In their briefs to this Court, the Gossetts argue that our decision in Crocker changed this analysis. In Crocker, this Court held that, because some marijuana possession is legal in Alaska, any search warrant to investigate a marijuana offense must be supported by probable cause to believe that the marijuana possession is unlawful. 97 P.3d at 96-97.
Relying on Crocker, the Gossetts argue that search warrant applications can no longer be based on evidence of high electricity usage. More specifically, the Gossetts contend that even when the high amount of electricity being consumed inside a structure might support a reasonable inference that someone is growing marijuana inside the structure, evidence of high electricity usage can never support a reasonable inference that the marijuana is being grown (1) for illegal purposes, or (2) in quantities large enough to make the possession illegal.
We disagree. The sufficiency of a search warrant application is evaluated in light of the totality of the information presented in the application. Although high electricity usage, standing alone, does not support an inference of criminal activity, high electricity usage is relevant to this question. When combined with other information, high electricity usage can be part of the showing of probable cause needed to support a search warrant. Here, the warrant application provided other information that independently suggested that the Gossetts were growing a large amount of marijuana inside the cabin.

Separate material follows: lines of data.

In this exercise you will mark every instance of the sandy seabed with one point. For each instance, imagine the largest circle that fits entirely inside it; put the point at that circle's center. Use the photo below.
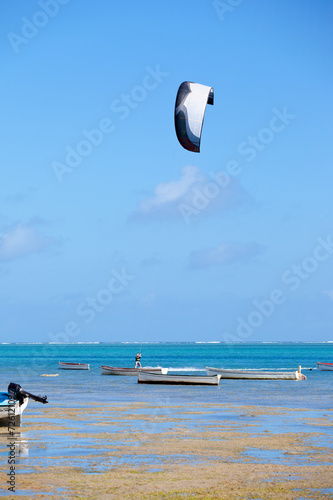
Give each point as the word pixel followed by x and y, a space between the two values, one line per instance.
pixel 145 451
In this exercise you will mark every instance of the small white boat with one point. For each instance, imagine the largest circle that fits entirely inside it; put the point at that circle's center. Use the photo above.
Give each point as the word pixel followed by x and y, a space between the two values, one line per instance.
pixel 74 366
pixel 324 366
pixel 11 410
pixel 256 374
pixel 12 405
pixel 115 370
pixel 154 378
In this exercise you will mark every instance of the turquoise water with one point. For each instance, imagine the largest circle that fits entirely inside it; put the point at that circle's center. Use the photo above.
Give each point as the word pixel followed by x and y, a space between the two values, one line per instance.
pixel 25 363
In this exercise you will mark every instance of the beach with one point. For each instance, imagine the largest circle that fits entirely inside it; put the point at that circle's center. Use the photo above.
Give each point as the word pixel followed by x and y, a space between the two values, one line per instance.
pixel 110 437
pixel 149 451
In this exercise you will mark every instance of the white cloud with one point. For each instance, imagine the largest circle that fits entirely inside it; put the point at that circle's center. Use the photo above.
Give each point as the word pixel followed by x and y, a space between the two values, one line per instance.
pixel 225 253
pixel 22 240
pixel 194 190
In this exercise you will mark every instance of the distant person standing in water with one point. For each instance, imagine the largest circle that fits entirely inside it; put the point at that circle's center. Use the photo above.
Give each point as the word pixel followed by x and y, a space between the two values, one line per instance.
pixel 137 360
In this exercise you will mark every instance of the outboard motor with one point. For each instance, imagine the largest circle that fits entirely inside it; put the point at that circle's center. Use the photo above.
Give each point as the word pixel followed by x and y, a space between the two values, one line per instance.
pixel 16 392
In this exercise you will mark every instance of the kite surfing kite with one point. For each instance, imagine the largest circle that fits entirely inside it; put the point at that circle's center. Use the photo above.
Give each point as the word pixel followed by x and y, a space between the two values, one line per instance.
pixel 191 102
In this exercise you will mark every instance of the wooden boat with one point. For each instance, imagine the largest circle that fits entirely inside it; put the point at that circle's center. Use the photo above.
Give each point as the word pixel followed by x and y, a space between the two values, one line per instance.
pixel 324 366
pixel 12 405
pixel 114 370
pixel 256 374
pixel 154 378
pixel 73 366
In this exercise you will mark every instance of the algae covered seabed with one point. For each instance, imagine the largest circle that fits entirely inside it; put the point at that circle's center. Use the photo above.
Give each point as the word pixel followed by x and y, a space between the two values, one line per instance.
pixel 143 450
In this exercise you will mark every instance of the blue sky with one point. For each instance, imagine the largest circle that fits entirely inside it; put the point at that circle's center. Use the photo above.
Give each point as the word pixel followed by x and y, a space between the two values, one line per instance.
pixel 109 229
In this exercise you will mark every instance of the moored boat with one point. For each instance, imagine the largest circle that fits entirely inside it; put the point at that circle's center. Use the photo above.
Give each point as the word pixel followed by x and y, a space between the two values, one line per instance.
pixel 324 366
pixel 116 370
pixel 256 374
pixel 13 403
pixel 74 366
pixel 154 378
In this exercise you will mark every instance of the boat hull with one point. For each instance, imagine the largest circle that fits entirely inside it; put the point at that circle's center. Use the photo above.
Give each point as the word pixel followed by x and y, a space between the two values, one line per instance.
pixel 255 374
pixel 11 413
pixel 74 366
pixel 153 378
pixel 327 367
pixel 115 370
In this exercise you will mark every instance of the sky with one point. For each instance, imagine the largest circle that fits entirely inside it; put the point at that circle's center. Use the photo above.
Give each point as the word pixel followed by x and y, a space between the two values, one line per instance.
pixel 110 231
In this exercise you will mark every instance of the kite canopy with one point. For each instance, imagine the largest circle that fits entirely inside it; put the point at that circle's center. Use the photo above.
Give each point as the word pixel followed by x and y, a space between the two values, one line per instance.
pixel 191 102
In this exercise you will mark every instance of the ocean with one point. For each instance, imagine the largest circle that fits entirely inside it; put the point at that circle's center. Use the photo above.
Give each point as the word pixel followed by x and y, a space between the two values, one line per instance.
pixel 26 363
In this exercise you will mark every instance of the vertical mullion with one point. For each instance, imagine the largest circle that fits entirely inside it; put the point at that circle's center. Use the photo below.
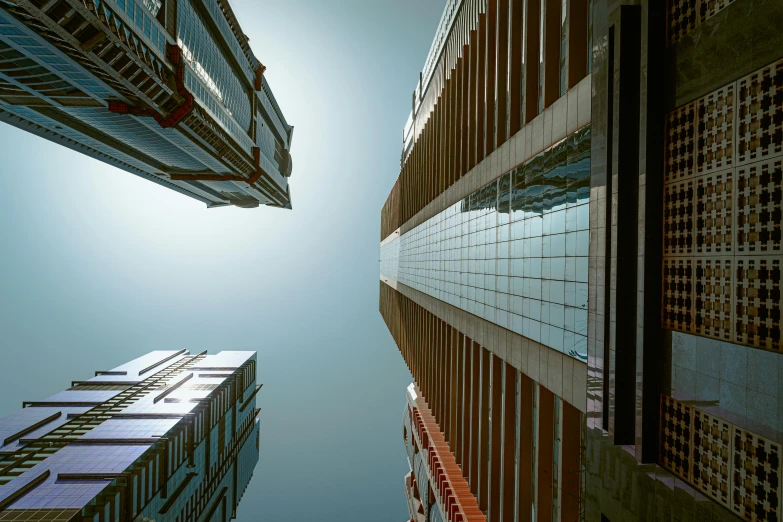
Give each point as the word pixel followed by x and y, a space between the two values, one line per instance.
pixel 483 496
pixel 481 94
pixel 475 366
pixel 515 87
pixel 492 22
pixel 532 52
pixel 502 73
pixel 472 97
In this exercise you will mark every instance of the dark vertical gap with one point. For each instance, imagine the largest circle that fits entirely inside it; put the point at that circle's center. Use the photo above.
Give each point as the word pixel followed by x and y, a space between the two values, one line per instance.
pixel 608 234
pixel 627 224
pixel 656 355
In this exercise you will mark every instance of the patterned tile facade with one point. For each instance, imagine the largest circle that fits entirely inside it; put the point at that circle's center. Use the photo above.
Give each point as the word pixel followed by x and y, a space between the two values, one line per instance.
pixel 758 302
pixel 680 132
pixel 685 15
pixel 736 468
pixel 760 114
pixel 677 294
pixel 713 298
pixel 712 454
pixel 759 200
pixel 756 480
pixel 678 218
pixel 714 204
pixel 676 437
pixel 722 209
pixel 716 130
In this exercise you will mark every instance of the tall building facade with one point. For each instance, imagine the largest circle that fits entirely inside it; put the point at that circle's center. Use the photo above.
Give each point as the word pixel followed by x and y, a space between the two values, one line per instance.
pixel 580 262
pixel 168 90
pixel 169 436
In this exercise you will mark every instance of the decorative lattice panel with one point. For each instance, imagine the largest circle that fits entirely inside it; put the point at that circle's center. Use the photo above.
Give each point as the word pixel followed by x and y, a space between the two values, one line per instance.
pixel 683 15
pixel 760 107
pixel 676 421
pixel 680 142
pixel 714 204
pixel 755 481
pixel 757 305
pixel 713 298
pixel 712 454
pixel 759 207
pixel 678 218
pixel 678 294
pixel 710 8
pixel 716 130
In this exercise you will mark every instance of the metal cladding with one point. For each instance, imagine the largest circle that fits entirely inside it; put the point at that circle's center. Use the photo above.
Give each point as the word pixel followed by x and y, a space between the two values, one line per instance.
pixel 167 436
pixel 169 91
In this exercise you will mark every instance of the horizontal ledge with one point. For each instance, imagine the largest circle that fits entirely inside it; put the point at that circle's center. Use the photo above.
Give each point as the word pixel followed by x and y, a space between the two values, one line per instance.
pixel 41 423
pixel 105 383
pixel 83 404
pixel 90 476
pixel 130 415
pixel 24 490
pixel 167 359
pixel 90 442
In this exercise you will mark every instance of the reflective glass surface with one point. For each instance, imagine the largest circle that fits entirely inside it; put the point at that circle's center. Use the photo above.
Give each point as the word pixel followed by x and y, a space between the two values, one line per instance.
pixel 515 252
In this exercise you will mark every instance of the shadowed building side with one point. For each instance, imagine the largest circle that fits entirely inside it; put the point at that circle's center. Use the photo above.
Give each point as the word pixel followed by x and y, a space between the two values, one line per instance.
pixel 168 90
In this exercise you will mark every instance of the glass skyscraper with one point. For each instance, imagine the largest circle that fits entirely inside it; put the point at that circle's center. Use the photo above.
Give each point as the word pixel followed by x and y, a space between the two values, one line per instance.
pixel 581 262
pixel 168 90
pixel 169 436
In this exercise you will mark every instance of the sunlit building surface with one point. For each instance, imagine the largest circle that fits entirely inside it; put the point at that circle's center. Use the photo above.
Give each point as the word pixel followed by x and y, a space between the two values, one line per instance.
pixel 169 436
pixel 580 262
pixel 168 90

We note, moreover, that in the present case, Trooper Young provided the magistrate with information that affirmatively linked the amount of electricity usage to the amount of marijuana that might be growing inside the cabin.
In particular, Young provided information about the amount of electricity typically consumed by a standard marijuana grow light. By comparing this amount of electricity for a single grow light to the total amount of electricity being consumed at the Gossetts' cabin, Young inferred that the Gossetts were operating between four and six grow lights.

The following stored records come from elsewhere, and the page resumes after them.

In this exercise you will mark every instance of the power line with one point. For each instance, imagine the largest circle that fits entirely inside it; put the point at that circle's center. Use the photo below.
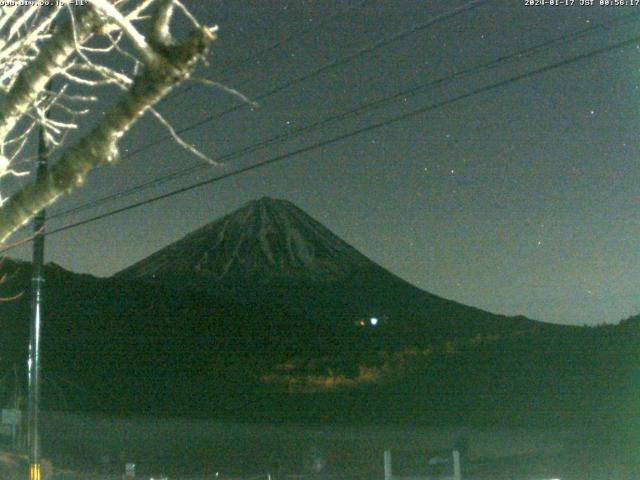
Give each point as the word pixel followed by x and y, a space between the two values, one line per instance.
pixel 353 133
pixel 313 73
pixel 500 61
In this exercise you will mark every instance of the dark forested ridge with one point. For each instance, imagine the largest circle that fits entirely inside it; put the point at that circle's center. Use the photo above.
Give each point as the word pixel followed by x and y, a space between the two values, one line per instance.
pixel 312 352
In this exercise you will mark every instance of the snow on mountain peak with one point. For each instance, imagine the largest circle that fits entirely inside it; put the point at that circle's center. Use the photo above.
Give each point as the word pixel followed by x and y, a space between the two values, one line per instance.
pixel 265 240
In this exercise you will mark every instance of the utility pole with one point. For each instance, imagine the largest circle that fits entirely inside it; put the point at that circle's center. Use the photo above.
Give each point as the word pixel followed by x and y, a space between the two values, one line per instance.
pixel 37 286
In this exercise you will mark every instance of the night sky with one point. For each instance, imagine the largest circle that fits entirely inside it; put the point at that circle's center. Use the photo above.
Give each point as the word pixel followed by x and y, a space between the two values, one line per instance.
pixel 519 200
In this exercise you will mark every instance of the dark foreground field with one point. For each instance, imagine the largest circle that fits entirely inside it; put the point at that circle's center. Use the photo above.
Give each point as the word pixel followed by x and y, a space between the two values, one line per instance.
pixel 183 448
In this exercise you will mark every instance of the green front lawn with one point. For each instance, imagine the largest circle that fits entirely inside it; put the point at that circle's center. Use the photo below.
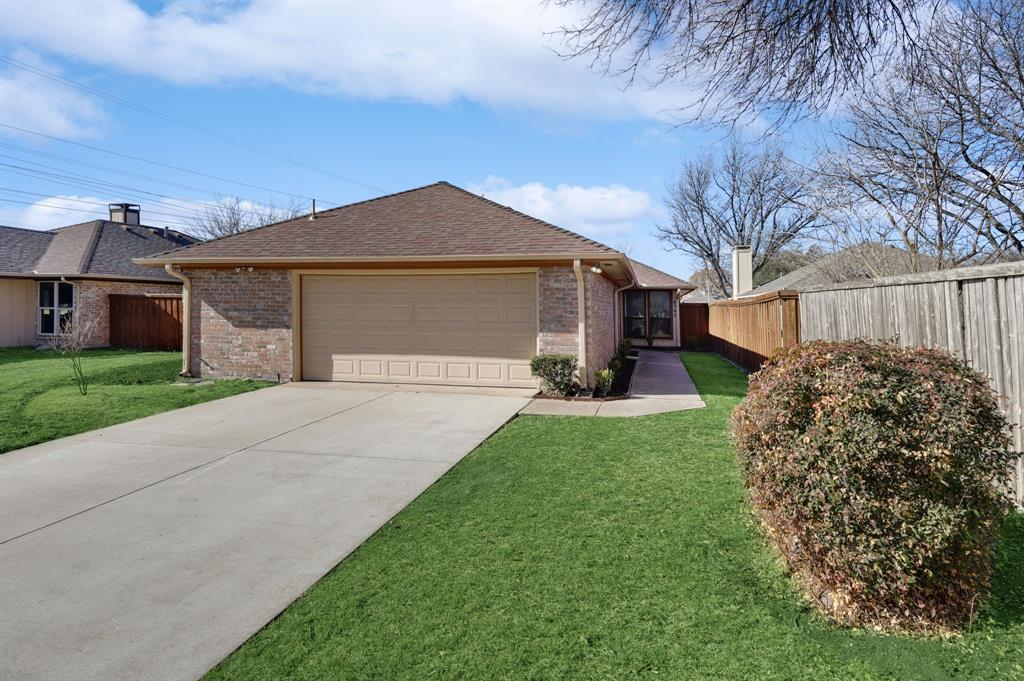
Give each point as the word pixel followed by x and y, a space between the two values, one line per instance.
pixel 590 548
pixel 39 400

Young also informed the magistrate that a single grow light will typically support the growth of 20 to 25 marijuana plants. Based on this, Young inferred that the Gossetts were growing "well over 25 marijuana plants", and that these plants would produce "well over 4 ounces of processed marijuana". These amounts of marijuana made the Gossetts' activities illegal.
See former AS 11.41.070(a)(3)(F) & (3)(G) (2010), the statutes that applied at the time of the events in this case. These statutes made it a crime to possess four ounces or more of marijuana, or to possess 25 marijuana plants or more.
Thus, the information about the amount of the Gossetts' electricity usage affirmatively indicated that their cultivation of marijuana was illegal.
The Gossetts contend that the information presented in the search warrant application did not eliminate the possibility that they were using this large amount of electricity for lawful purposes. In support of this contention, the Gossetts point to various arguable flaws or omissions in Young's investigation.
But as we noted in Carter (in the portion of the opinion we quoted earlier), a search warrant application "need not rule out all possibilities consistent with innocence". 910 P.2d at 625-26. Young's search warrant application did not need to affirmatively rebut all potentially innocent explanations for the situation. Rather, the test is whether the information presented in the search warrant application would warrant a reasonably prudent person in believing that a crime was being committed. We agree with the superior court that Young's search warrant application satisfied this test.
Ferrick v. State, 217 P.3d 418, 422 (Alaska App. 2009). --------
Conclusion
The judgement of the superior court is AFFIRMED.